Genomalysis

Introduction


Genomalysis is a Java application currently implemented for Windows that allows users to perform data mining and viewing operations on the proteomes and Genomes of various species. The project aims to provide a rich graphical user interface with which end users can mine for and analyze sequences of interest. Currently, Genomalysis can open, parse, and perform mining functions on files containing genomic and proteomic data in FASTA format. The project aims to provide an extensible mechanism to do bulk processing on sequence data in order to facilitate gene discovery and characterization efforts. The idea for Genomalysis was thought up by Benjamin Patterson, a master's level biologist who studied at Humboldt State University. Some of the research that was facilitated by Genomalysis is mentioned in his master's thesis (PDF 1MB). The original implementation of code in Java/Swing was done by Wolfgang Meyers.

Data mining


Currently in Genomalysis, data mining consists of selecting and configuring a set of sequence filters that will be applied to sequences in an input file.

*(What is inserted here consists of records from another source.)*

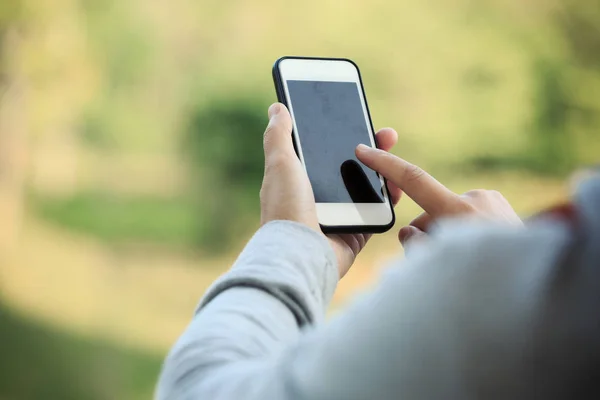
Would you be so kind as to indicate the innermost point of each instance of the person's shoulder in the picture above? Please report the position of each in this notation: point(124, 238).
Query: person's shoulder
point(468, 244)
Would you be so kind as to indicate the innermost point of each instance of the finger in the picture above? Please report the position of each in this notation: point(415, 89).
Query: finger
point(422, 222)
point(427, 192)
point(395, 192)
point(410, 234)
point(278, 135)
point(386, 138)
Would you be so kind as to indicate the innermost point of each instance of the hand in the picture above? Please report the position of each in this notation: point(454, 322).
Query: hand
point(286, 193)
point(436, 200)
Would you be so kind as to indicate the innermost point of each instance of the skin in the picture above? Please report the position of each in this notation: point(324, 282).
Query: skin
point(286, 193)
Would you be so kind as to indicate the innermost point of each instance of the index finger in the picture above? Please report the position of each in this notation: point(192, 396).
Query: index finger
point(435, 198)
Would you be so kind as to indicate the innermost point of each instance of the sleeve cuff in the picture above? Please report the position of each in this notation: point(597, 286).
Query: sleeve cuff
point(291, 262)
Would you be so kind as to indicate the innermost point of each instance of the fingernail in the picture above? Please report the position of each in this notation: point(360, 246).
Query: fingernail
point(405, 233)
point(274, 110)
point(363, 148)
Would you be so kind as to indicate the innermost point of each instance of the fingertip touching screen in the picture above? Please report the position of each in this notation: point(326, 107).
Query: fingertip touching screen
point(330, 123)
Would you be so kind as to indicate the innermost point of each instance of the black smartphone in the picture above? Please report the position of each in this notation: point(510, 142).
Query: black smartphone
point(326, 99)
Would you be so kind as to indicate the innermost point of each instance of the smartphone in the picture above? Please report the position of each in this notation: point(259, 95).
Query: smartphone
point(326, 99)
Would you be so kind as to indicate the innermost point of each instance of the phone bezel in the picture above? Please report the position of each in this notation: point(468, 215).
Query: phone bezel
point(335, 217)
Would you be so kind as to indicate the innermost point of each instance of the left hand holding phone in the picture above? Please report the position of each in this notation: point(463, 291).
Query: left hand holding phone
point(286, 193)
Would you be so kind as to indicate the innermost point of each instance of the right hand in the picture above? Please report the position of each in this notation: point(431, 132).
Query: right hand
point(435, 199)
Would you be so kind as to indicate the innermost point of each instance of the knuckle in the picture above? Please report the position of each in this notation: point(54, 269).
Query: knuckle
point(476, 193)
point(269, 133)
point(276, 160)
point(413, 173)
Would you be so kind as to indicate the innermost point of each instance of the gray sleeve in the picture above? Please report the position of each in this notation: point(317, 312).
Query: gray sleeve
point(456, 320)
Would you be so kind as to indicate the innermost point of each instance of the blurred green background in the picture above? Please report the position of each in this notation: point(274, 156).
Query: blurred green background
point(131, 159)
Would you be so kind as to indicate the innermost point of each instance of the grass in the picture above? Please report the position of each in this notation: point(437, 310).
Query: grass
point(123, 219)
point(40, 362)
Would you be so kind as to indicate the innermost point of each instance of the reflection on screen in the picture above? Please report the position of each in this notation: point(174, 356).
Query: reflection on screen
point(331, 123)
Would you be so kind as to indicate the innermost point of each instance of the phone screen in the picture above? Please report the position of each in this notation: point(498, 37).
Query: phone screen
point(330, 124)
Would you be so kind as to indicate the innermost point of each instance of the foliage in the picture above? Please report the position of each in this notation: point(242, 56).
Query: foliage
point(41, 363)
point(119, 220)
point(224, 149)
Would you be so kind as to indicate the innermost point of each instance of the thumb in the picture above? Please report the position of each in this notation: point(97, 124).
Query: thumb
point(410, 233)
point(278, 135)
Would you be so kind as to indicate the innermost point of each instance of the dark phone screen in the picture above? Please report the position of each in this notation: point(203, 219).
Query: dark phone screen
point(331, 123)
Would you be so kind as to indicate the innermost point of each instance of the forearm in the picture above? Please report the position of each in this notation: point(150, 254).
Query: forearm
point(281, 283)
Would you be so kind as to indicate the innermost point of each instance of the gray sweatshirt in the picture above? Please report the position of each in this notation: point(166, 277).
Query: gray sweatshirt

When the filters are executed, sequences are tested against each filter in turn, and receive a pass/fail response at each step. Sequences that receive a pass response from all filters are written to an output file. Here is a list of sequence filters that are currently implemented in Genomalysis:

Sequence Viewing


Currently, Genomalysis can be used to view sequences that are contained in a FASTA formatted file. When such a file is opened, Genomalysis will display the number of sequences that the file contains and give you a list of the contained sequences with with you can select individual sequences for viewing.